第84話 祝福の拍手
智樹が井戸の底へ消えた後、しばらく、誰も、何も言わなかった。村人たちは頭を垂れたまま立っていた。子供たちも、声を上げなかった。風が井戸の縁を撫でた。
——遠くで、誰かが静かに拍手を始めた。
最初はハツの、骨ばった手だった。ぱち、ぱち、と、控えめな拍手。それが源蔵に伝わった。源蔵が拍手した。里穂が拍手した。それから、村人全員がゆっくりと静かに拍手を合わせた。
雨の中の、合唱のような拍手だった。歓喜の拍手ではない。けれど、悲しみの拍手でも、なかった。
——おだやかな、感謝の拍手。
その拍手の中で、私は井戸の縁に座り込んでいた。そして、ふいに嗚咽が漏れた。
智樹。声に出して呼ぼうとした。けれど、その名は喉の手前でほどけて、水になった。呼べない。もう、呼べない。代わりに、涙だけが頬を流れ落ちた。
その涙が、塩の味のしないただの冷たい水であることを、確かめるまでもなく私は知っていた。いつからか、私の涙はもう人間のものではなくなっていた。
——私は、もう、人として泣くことすらできないのだ。
それでも、涙は止まらなかった。人間の涙でない涙で、私は智樹を悼んでいた。泣き方を忘れた体が、泣くことだけは覚えていた。村人たちは、誰も、それを止めなかった。ただ静かに、私が泣き終えるのを待っていた。
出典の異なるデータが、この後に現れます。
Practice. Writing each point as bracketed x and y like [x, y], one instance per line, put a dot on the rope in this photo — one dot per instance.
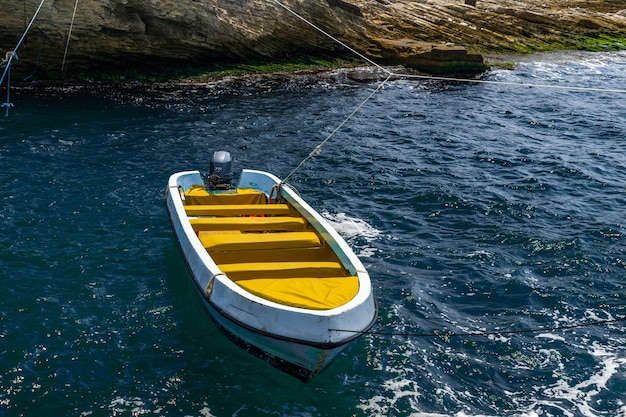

やがて、涙は止まった。代わりに、首筋の青い痣が、もう熱を持っていなかった。冷たく、けれど、心地よく、皮膚の下に馴染んでいた。私はふと、井戸の中を覗き込んだ。
底にはもう何も見えなかった。深い、深い暗闇。そして、その奥で、わずかに水音が続いていた。ぽちゃ。ぽちゃ。智樹が加わった、水音。私はその音を聞きながら、自分の手の中の、白い襷を握りしめた。